Tuesday, November 06, 2007 by Joel Mueller

Fix internal MacBook camera if it stops working



I purchased a new MacBook recently. A few days after its purchase, the internal camera stopped working. Launching iChat or PhotoBooth activated the camera displaying the green light. The Apple System Profiler also showed that the camera was installed under the USB section. Everything looked good, except that the picture was black.

I read through the forums everywhere, and none of the obvious solutions worked. Zapping the PRAM didn't help. Restarting into Single User mode and then restarting again didn't help. But one trick did get my internal MacBook camera working again:

Solution to fix your black screen camera on your MacBook:

1) Shut down your Mac.
2) Remove the battery and plug power sources.
3) Hold the on/off Power switch button on your Mac for 5 seconds.
4) Reconnect the battery and turn your Mac back on. That should re-enable your internal iSight camera.

Friday, November 02, 2007 by Joel Mueller

Force start a Time Machine backup

One extremely simple but useful feature I found missing in Apple's Time Machine backup solution is the ability to perform a backup to an external partition or hard drive right now. Instead, Time Machine picks when it does the backups for you; typically every hour. Why Apple didn't include a small button in the System Preferences for Time Machine that you could click to force an immediate backup of your data is beyond me. It seems like an easy feature to implement and plenty of room in the Prefs pane to add it and keep things clean. I figured there still had to be a way.



I bought a new MacBook the night that Leopard was released. 6-days later Apple announced upgraded MacBook's with faster processors and over double the VRAM. The cool thing is that Apple Stores give you 15-days to exchange a newly purchased product for and upgraded one. They require that you pay a 10% "restocking fee." In my opinion, the upgraded graphics card was worth a 10% exchange cost.

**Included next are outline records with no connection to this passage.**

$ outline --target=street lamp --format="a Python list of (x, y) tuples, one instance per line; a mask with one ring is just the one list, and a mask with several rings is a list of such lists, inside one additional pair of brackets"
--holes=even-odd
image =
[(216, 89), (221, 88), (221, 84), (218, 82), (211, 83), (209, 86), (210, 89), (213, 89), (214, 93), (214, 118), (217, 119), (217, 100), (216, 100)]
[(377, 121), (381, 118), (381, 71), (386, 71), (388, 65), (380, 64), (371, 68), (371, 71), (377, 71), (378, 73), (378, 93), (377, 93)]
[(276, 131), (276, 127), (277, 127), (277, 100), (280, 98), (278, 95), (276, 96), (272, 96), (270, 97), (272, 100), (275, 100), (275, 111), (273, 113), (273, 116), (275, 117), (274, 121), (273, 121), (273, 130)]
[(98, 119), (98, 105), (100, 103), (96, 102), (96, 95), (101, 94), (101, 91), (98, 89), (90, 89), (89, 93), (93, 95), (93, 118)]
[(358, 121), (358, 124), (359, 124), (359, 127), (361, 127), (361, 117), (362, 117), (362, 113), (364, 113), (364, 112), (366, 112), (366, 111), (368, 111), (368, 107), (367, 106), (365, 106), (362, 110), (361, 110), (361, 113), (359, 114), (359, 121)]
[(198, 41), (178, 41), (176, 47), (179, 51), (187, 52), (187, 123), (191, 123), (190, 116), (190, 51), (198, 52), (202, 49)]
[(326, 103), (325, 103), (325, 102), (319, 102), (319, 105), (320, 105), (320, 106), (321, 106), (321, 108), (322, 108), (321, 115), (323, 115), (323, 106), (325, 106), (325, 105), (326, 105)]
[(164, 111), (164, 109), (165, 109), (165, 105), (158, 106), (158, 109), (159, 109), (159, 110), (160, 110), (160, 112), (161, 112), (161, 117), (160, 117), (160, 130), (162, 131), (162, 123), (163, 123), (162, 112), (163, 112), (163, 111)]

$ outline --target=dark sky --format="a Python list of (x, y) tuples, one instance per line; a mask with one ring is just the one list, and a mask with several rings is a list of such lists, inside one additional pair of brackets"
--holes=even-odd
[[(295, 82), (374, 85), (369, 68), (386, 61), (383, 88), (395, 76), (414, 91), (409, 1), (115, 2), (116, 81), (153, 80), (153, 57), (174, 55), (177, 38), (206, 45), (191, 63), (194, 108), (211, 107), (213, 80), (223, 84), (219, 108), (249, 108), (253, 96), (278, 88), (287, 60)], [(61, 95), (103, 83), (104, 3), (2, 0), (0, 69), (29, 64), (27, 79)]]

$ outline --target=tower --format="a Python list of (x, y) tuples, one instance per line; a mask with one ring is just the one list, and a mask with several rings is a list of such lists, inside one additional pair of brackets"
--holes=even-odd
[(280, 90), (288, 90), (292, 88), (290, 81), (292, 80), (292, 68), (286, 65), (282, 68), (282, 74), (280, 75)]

The issue was that I was in a time crunch. I needed Time Machine to perform an updated, full backup of all of my data right away; not 1-hour from now. Two of the three Apple stores in the area were already sold out of the middle-range MacBook. I needed to hurry. At the very least I needed a Terminal command to copy and paste to force Time Machine to perform an immediate backup of my data.

Run this command to force Time Machine to backup data now:

/System/Library/CoreServices/backupd.bundle/Contents/Resources/backupd-helper >/dev/null 2>&1 &

Open up your Terminal application in Applications: Utilities: Terminal. Then copy and paste the command above at the prompt. As long as Time Machine is turned on and the selected backup drive is connected to your Mac, this command will force Time Machine to start, making a complete backup of all of your data changes since the last time it ran.

Now I'm off to the Apple Store to exchange my MacBook for a faster, upgraded one!

Update: It turns out that Apple added this option by using the menu of the Time Machine icon in the dock. You can click and hold the icon and select "Back Up Now."